Hypnosis in Practice
Psi Events:
- Hypnosis seemed promising for several reasons--first, it
was
controllable, unlike the spontaneous psi events or the often suspicious
trances of professional mediums; second, because hypnotic subjects
regularly reported experiencing unique and perhaps psychic phenomena.
- An investigation of hypnotic rapport was conducted by
psychical
research pioneer Edmund Gurney. The hypnotist was George Albert Smith,
and the subject a man named Conway. Conway was put into a "tolerably
deep trance." Smith and Gurney stood behind the entranced Conway
without touching him. First Gurney pinched Smith's right arm, and
Conway reacted by rubbing his own right arm at the exact same spot.

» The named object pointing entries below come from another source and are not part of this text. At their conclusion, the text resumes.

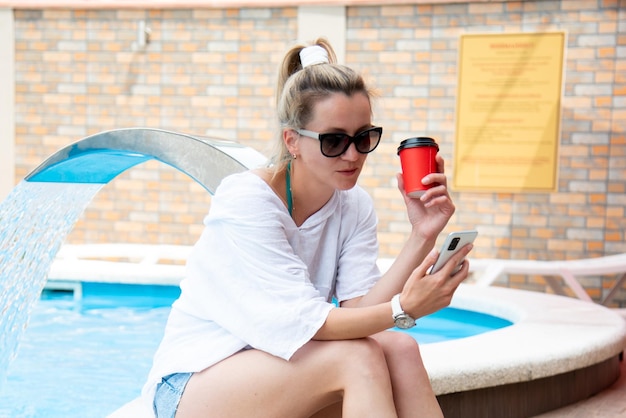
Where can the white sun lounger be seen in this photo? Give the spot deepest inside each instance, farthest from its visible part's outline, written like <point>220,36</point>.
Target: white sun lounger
<point>152,263</point>
<point>486,271</point>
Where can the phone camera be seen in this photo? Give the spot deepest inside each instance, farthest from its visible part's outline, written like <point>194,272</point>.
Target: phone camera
<point>453,243</point>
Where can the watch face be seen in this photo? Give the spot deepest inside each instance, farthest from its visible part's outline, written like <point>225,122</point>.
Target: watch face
<point>404,321</point>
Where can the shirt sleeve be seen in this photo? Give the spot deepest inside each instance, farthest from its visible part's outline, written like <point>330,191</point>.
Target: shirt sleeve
<point>243,274</point>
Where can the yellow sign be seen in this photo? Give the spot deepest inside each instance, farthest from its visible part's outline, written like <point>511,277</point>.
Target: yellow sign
<point>508,112</point>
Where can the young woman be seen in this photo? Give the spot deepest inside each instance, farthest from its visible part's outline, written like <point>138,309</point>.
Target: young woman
<point>254,332</point>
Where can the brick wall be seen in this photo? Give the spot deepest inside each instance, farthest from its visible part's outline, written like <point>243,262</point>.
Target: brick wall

When Gourney pinched Smith's left arm, Conway rubbed his left arm and
complained loudly of the pain.
- The EEG of hypnotized subjects is no different from that of
normal waking subjects.
- Measurements of other physical functions also indicate that
the
hypnotized person reacts in almost exactly the same manner as the
waking person.
Source: The Far Side of Consciousness (1975) by Daniel Cohen.
Crime detection:
Take the case of a wife who could not remember what had transpired
before finding herself leaning over her husband's body with a
bloodstained hammer in her hand. In deep trance, she related from her
subconscious mind all that she had forgotten about her attack on her
husband with a hammer and the unusual sexual problems that she said has
provoked it. The woman's husband had been in the habit of demanding
that she bestow sexual pleasures on his best male friend. When the best
friend came over to visit the husband intimated that he wanted his male
friend to receive the same sexual favors to which he was accustomed.
The husband and wife argue, and the next thing the wife knew was she
was standing in their bedroom with a bloody hammer in her right hand,
looking over her husband's bleeding body lying on the bed. She called
out to her visitor to call an ambulance, and he did.